Bonus Exercise 3 (Optional): Binary search implementation (recursive)

So the final method in Search that is to be implemented is the binarySearchRecursive method. It uses the very same binary search algorithm but this time it does it recursively (make sure you've read about recursion). In short, it means that it should not use for or while instead it should use a method call to itself with certain parameters. For this to work, two things must happen:

  • The parameters' value need to change with each method call because if we call the same method with exactly the same values in parameters we will end up in an infinite loop.
  • There needs to be a so called base case (or stop condition) based on the parameter values where the recursion stops (no more method calls).
  • With each recursion, the values of the parameters need to be one step closer to the base case.

If the above are not fulfilled, you usually end up with an infinite loop, and a stack overflow error.

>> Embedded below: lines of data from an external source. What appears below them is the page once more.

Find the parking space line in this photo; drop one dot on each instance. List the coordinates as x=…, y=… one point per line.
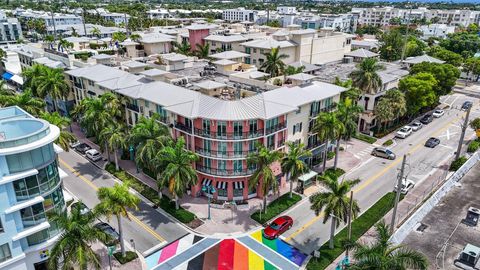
x=130, y=215
x=373, y=178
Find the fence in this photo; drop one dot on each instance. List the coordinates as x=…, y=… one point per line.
x=420, y=212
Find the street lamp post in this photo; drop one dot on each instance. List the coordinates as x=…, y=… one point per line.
x=208, y=190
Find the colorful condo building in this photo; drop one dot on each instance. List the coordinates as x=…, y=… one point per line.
x=222, y=132
x=30, y=189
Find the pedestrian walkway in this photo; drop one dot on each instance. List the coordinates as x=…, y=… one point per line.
x=243, y=252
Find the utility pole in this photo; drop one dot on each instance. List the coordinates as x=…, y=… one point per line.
x=350, y=221
x=462, y=136
x=397, y=196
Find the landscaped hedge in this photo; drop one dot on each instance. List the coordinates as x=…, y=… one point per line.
x=359, y=227
x=276, y=207
x=365, y=138
x=165, y=203
x=456, y=164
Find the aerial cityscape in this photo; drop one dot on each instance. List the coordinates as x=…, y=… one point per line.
x=236, y=135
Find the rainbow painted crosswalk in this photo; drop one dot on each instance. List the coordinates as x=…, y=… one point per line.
x=281, y=247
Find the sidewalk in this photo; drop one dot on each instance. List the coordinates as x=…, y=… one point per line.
x=227, y=220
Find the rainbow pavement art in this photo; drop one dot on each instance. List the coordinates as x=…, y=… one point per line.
x=281, y=247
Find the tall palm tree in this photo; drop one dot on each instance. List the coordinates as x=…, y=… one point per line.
x=383, y=255
x=177, y=172
x=25, y=100
x=96, y=32
x=293, y=163
x=32, y=76
x=263, y=176
x=366, y=77
x=52, y=83
x=115, y=138
x=203, y=50
x=148, y=136
x=182, y=48
x=347, y=113
x=328, y=127
x=78, y=235
x=335, y=202
x=115, y=201
x=62, y=123
x=274, y=64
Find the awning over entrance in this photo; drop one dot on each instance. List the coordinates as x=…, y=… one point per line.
x=238, y=185
x=7, y=76
x=222, y=185
x=206, y=182
x=308, y=176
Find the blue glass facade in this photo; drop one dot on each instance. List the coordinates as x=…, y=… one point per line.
x=30, y=188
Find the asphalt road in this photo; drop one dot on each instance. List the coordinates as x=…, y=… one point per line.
x=147, y=226
x=379, y=175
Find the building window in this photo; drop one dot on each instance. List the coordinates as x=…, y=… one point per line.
x=5, y=252
x=221, y=129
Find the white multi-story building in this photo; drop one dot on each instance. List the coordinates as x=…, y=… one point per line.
x=158, y=14
x=30, y=188
x=10, y=29
x=239, y=15
x=55, y=20
x=117, y=18
x=286, y=10
x=381, y=16
x=339, y=22
x=436, y=30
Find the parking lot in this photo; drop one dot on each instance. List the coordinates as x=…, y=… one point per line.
x=441, y=236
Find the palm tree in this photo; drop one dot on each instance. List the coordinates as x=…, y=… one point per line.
x=203, y=50
x=328, y=127
x=61, y=122
x=347, y=113
x=335, y=202
x=32, y=76
x=263, y=175
x=384, y=255
x=273, y=63
x=293, y=163
x=182, y=48
x=96, y=32
x=135, y=37
x=25, y=101
x=115, y=138
x=78, y=235
x=115, y=201
x=177, y=171
x=366, y=77
x=52, y=83
x=148, y=136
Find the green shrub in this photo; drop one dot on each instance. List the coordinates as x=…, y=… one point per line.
x=359, y=227
x=129, y=256
x=473, y=146
x=456, y=164
x=276, y=207
x=165, y=203
x=334, y=174
x=365, y=138
x=388, y=142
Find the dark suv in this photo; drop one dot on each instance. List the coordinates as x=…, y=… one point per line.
x=427, y=118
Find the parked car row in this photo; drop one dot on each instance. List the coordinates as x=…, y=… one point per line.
x=87, y=150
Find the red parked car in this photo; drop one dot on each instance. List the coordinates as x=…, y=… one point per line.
x=277, y=227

When your recursive binary search is done, all tests in SearchTest should pass.

Comparison

So, now that we've finally implemented these search algorithms, it is time to look a bit deeper into how they differ performance-wise. We suspect that they have differences in runtime but just how big are the differences?

Exercise 4: Timing the algorithms

Take a look at the Timer class which is used to measure the time performance of your implementations by generating a sorted array with a given length (DATASIZE) and calculating the time taken to search it for a random value. There is a block of code that has been commented out so go ahead and uncomment that block and run the main method several times with different values for DATASIZE. For example, you can run the main method with DATASIZE values 2000, 20000, 200000, etc. or choose your own values. The only requirements are:

  • You have to do it for at least 5 different values.
  • Each next value should differ in size from the previous value by a factor of 10.
  • No need to use both iterative and recursive binary search, you can choose one of them.

Here's a template you should use to fill in the results.

Discussion

Now that you've timed the values you should be able to see that there are some differences in their runtime. But what is even more interesting is the change of runtime as input size gets larger.

  1. Which one of the algorithms is actually faster?
  2. Why is it faster?
  3. Is it faster for all sizes of data? Why or why not?
  4. Bonus (Optional) How does recursion compare to iteration? What are the advantages/disadvantages? Here it could be a good idea to think about it in regards to ease of implementation and also thinking about other operations on other datastructures. Take the recursive binary tree search example from the lecture, how would that look iteratively?
  5. Bonus (Optional) Now, take a look at this video explaining something called the Big-O notation. Try to classify linear search and binary search using this notation and motivate why that is.

Assistant's note: The last question might be a bit difficult for the binary search, as it requires some mathematical thinking, try solving it together with your team. Big-O notation is one of the classifications used in scientific research of algorithms when measuring performance. There are also other notations but this is probably the most common one.